Комплиментарные оценки и превосходные эпитеты журналистов и литераторов были вызваны тем, что женское творчество рассматривалось ими скорее не как авторство, писательство, а как форма образования женщины, одно из украшающих ее «умений и навыков» или как милый каприз, детская забава, тем более что практически все пишущие женщины в это время на многое не претендовали, поддерживали и развивали в своих текстах милые сердцу мужчин мифы и стереотипы женственности (второсортность, слабость, чувствительность, зависимость и т. п.)[299]
и, следуя настойчивым «отеческим советам» мужских патронов, предваряли свои тексты извинениями, фигурами уничижения и заверениями в скромности[300], что часто было связано с их прямой художественной и финансовой зависимостью от вышеназванных патронов[301]. Анна Бунина в своем альбоме иронически комментирует одно из многочисленных высказываний на тему о женской кротости («Всего похвальнее в женщине кротость, в мужчине справедливость» князя Шаликова), сравнивая мужчин с помещиками-господами, которым выгодно иметь кротких и покорных слуг, и добавляя:мужчинам еще полезнее двоякая кротость тех женщин, которые пробегают одно с ними поприще… Стихотворец охотнее осыпает похвалами женщину-писательницу, чем своего сотоварища, ибо он привык о себе думать, что знает больше, чем она. Он готов расточать ей похвалы, самые даже неумеренные[302]
.Таким образом, ясно, что похвалы и комплименты в критике, с одной стороны, поощряют и поддерживают женщин, решившихся писать и печататься, но с другой — указывают им на их скромное место. «Поляризация отношений к женскому творчеству была поддержана социальным кодом галантности и флирта, который обозначал обращение к женщине как равной как отсутствие приличия и рыцарства», — пишет Венди Росслин[303]
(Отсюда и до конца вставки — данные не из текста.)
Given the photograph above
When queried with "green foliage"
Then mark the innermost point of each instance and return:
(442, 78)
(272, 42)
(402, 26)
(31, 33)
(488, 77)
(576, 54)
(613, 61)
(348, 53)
. Под «поляризацией» можно понимать не только имплицитно присутствующую в мадригальных оценках снисходительность взрослого и сильного мужчины к женской «ребяческой слабости», но и то, что, наряду с публичными комплиментами, в письмах, дневниках или дружеских разговорах мужчин встречались прямо противоположные оценки женского творчества и конкретных женщин-писательниц. Е. Свиясов, показывая, что в начале XIX века номинация «русская Сафо» начинает уже звучать и иронически, приводит известный едкий «Мадригал новой Сафо» К. Батюшкова, обращенный к А. Буниной, а также цитирует запись дневника С. П. Жихарева от 18 января 1806 года, в весьма нелестном контексте упоминающего учениц одного своего знакомого, девиц Скульских,откормленных двадцатипятилетних пулярок, которых называет он удивительными невинностями, которые, вопреки своему призванию, хотят непременно попасть в поэтессы или поэтиссы…[304]
Но недаром здесь речь идет уже о первом десятилетии XIX века, когда ситуация несколько меняется.
Говоря об основном позитивном тоне разговора о женском творчестве во времена сентиментализма и преромантизма, нельзя не отметить то, что гендерный аспект активно использовался Карамзиным в его борьбе за новый литературный язык и новую литературу. Но при этом можно поставить вопрос, как это делает Арья Розенхольм,
не осуществляется ли в этой ситуации механизм, названный феминистскими исследователями «жертвованием женственности», в том смысле, что мужчина-создатель завладевает «естественным языком» женщин и пользуется им как материалом и движущей силой для создания нового символического порядка, в то время как речь и словесность самих женщин игнорируются и остаются в маргинальности[305]
.Таким образом, и язык, и творчество женщин на переломе XVIII–XIX веков активно участвует или используется в процессе культурных реформ, но на поверхности — в частности, в критике — предстает как милое, но не заслуживающее особого внимания явление.